Now this sauce is great over a soft cream cheese and served with crackers – pretty classic party appetizer actually. BUT my favorite thing to do with it? Serve it on an herbed Pork Loin! Now you can make this with a tenderloin too – but cook it at a lower temp as the tenderloin is more sensitive than a classic loin.
I like to flavor my pork with fresh rosemary, thyme, salt and pepper, then sear it and bake it. Easy peasy. I use a cast iron pan but any oven safe pan will work. If you have a larger pan you can of course cook the whole loin as long piece, but I cut mine in half.
the KEY to cooking ANY meat is a good meat thermometer – worst news? Mine has died, and my new one hasn’t arrived. Thankfully I had reacently been given a cute little keychain thermometer and it worked beautifully – but I like having one that stays in the meat while cooking so I can keep an eye on it!
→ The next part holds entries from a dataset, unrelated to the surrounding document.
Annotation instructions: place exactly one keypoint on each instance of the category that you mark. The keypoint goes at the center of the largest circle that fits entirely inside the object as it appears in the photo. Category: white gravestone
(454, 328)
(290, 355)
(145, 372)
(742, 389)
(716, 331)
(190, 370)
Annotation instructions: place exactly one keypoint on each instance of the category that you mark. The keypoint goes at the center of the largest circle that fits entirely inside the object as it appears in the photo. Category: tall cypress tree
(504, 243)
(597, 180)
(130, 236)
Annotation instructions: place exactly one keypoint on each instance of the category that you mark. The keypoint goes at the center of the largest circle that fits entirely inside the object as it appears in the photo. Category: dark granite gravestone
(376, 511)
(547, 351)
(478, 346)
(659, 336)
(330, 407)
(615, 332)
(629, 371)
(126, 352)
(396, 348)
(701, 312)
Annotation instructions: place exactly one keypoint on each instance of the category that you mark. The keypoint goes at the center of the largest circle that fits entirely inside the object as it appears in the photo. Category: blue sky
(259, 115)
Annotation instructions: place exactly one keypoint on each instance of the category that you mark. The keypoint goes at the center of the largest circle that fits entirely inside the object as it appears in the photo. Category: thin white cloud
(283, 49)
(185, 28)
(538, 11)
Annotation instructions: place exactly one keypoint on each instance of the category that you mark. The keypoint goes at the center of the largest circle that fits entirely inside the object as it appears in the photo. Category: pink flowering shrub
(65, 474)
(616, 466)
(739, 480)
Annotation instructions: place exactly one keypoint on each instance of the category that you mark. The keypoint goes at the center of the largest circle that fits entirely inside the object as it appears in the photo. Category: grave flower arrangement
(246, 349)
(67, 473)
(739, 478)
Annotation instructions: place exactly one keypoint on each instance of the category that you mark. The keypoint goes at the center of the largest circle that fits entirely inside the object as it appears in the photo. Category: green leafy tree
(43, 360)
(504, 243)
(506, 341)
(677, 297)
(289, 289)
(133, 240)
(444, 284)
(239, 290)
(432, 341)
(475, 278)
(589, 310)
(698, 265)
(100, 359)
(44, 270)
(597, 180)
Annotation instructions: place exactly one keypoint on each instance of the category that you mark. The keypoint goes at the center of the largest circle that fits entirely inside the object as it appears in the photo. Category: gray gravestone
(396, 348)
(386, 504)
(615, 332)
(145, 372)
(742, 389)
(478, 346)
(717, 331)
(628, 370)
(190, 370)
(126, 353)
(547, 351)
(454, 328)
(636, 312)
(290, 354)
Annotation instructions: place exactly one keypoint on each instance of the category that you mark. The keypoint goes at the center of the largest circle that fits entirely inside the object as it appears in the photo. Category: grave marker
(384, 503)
Pork loin with raspberry chipotle sauce
- 2 tsp rosemary
- 1 1/2 tsp thyme
- 1 tsp salt
- 1/2 tsp pepper
- 3 Tbsp olive oil
Raspberry Chipotle sauce
- 2 Tbsp olive oil
- 1 Tbsp diced garlic
- 1-2 serrano peppers finely diced (more or less for heat)
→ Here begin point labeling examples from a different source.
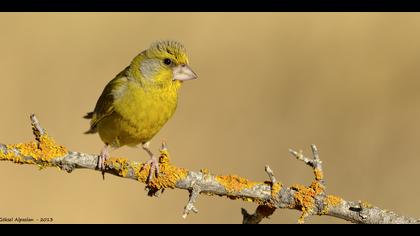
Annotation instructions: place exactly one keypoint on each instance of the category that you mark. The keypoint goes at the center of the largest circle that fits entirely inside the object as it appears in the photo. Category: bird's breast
(144, 111)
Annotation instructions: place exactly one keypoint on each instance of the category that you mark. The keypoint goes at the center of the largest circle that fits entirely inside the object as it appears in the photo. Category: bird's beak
(184, 72)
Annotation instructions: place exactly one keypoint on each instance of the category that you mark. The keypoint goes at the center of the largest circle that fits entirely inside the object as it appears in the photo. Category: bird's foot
(103, 157)
(154, 168)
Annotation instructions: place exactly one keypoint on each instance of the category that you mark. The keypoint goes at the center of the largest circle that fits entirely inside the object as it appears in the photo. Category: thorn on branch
(314, 162)
(194, 192)
(270, 174)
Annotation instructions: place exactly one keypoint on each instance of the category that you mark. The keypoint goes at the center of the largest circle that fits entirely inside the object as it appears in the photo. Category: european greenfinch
(137, 103)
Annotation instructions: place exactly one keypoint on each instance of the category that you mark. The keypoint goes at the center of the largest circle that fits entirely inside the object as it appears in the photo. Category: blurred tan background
(347, 82)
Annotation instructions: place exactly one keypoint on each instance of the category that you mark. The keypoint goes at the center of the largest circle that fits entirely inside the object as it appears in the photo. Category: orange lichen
(330, 201)
(205, 171)
(365, 204)
(319, 175)
(234, 183)
(305, 198)
(275, 189)
(42, 151)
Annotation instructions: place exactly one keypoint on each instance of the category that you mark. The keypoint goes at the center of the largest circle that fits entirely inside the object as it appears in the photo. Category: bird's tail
(88, 115)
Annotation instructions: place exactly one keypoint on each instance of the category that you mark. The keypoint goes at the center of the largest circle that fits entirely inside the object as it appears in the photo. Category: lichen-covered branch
(269, 195)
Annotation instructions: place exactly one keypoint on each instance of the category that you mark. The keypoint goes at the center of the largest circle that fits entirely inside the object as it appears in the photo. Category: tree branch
(269, 195)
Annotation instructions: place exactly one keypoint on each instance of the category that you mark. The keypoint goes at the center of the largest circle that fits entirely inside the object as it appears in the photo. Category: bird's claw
(154, 168)
(102, 158)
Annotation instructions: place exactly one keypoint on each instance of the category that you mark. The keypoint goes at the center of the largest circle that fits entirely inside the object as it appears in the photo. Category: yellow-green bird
(137, 103)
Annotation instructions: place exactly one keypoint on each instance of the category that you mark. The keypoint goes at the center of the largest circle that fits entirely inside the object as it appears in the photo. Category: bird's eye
(167, 61)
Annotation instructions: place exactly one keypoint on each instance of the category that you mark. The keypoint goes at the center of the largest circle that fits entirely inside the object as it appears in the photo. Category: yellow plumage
(136, 104)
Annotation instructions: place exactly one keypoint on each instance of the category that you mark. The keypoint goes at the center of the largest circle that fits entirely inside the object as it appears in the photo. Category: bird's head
(163, 62)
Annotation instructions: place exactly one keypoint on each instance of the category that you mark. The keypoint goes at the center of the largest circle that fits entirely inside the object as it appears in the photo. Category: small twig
(36, 127)
(270, 174)
(194, 192)
(261, 212)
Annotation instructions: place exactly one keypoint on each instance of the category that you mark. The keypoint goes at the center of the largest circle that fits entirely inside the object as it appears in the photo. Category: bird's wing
(105, 104)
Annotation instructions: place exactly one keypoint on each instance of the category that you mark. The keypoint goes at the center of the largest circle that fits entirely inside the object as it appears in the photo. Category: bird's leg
(153, 162)
(103, 157)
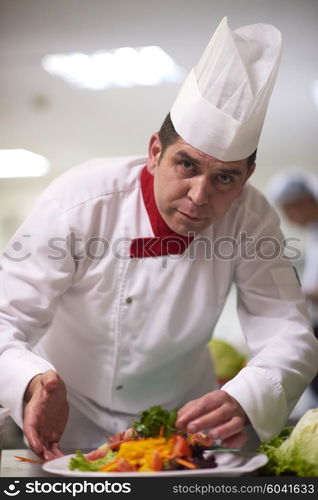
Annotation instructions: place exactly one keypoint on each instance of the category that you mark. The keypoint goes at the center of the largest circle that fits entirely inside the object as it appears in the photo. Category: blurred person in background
(295, 193)
(109, 312)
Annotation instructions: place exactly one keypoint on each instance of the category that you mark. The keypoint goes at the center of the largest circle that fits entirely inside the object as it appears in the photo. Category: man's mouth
(190, 217)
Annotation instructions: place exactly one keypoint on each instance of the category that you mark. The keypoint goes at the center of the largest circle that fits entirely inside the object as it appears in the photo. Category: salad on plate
(151, 444)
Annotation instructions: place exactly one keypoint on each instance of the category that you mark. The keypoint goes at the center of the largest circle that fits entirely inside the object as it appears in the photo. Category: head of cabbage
(295, 450)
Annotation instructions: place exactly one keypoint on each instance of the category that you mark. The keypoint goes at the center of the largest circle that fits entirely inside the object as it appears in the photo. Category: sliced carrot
(185, 463)
(30, 460)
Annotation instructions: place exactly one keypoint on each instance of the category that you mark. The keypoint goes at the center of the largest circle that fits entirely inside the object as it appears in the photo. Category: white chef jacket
(127, 333)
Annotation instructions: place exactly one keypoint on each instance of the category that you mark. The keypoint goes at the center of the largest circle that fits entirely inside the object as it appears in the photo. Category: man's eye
(225, 179)
(187, 164)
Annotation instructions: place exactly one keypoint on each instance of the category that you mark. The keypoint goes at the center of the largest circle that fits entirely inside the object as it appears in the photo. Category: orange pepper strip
(187, 464)
(31, 460)
(156, 462)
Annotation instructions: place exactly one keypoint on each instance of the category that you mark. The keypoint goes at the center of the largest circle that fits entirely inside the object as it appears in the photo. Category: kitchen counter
(12, 467)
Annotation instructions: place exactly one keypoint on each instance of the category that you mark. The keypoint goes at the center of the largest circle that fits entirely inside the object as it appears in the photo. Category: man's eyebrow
(186, 156)
(228, 171)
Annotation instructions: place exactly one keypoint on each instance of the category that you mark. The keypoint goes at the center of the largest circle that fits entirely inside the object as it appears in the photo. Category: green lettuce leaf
(79, 462)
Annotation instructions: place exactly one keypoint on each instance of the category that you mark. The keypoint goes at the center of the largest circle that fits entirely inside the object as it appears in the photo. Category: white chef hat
(221, 106)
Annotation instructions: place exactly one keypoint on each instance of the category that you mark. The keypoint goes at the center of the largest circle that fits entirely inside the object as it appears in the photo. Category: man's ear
(250, 171)
(154, 150)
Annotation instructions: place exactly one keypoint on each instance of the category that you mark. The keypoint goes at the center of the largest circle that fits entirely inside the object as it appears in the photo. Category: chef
(126, 265)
- 2 tsp Adobo sauce (if you can't find a jar of adobo sauce alone you can get a chipotle chilies in adobo sauce and use the sauce)
- 2 pints raspberries
- 1/2 cup apple cider vinegar
- 1/2 tsp salt
- 2/3 cup brown sugar
Preheat the oven to 425
finely chop the rosemary and thyme
pat the pork loin dry
add the salt, pepper and herbs to the pork loin, rub in on every side
heat olive oil in an oven safe skillet - add the loin and brown on every side - I cut mine in half to better fit in the pan
place in oven and cook until the meat reaches 145 (for sure use a meat thermometer) about 30 mins
Raspberry Chipotle sauce
while the meat is cooking heat more olive oil up in a sauce pan - add garlic and pepper and cook for about 2 mins
add the adobo sauce and stir - hint if you want it much hotter use one of the chilies in the adobo sauce
bring to a simmer and add the raspberries - stir until the raspberries start to break down and become saucy - about 8 mins
add the apple cider vinegar, salt and sugar and stir - bring to a boil
optional - take half the sauce and puree it, then strain the seeds out and add it back to the saucepan - this will help the sauce texture while still leaving some raspberry chunks.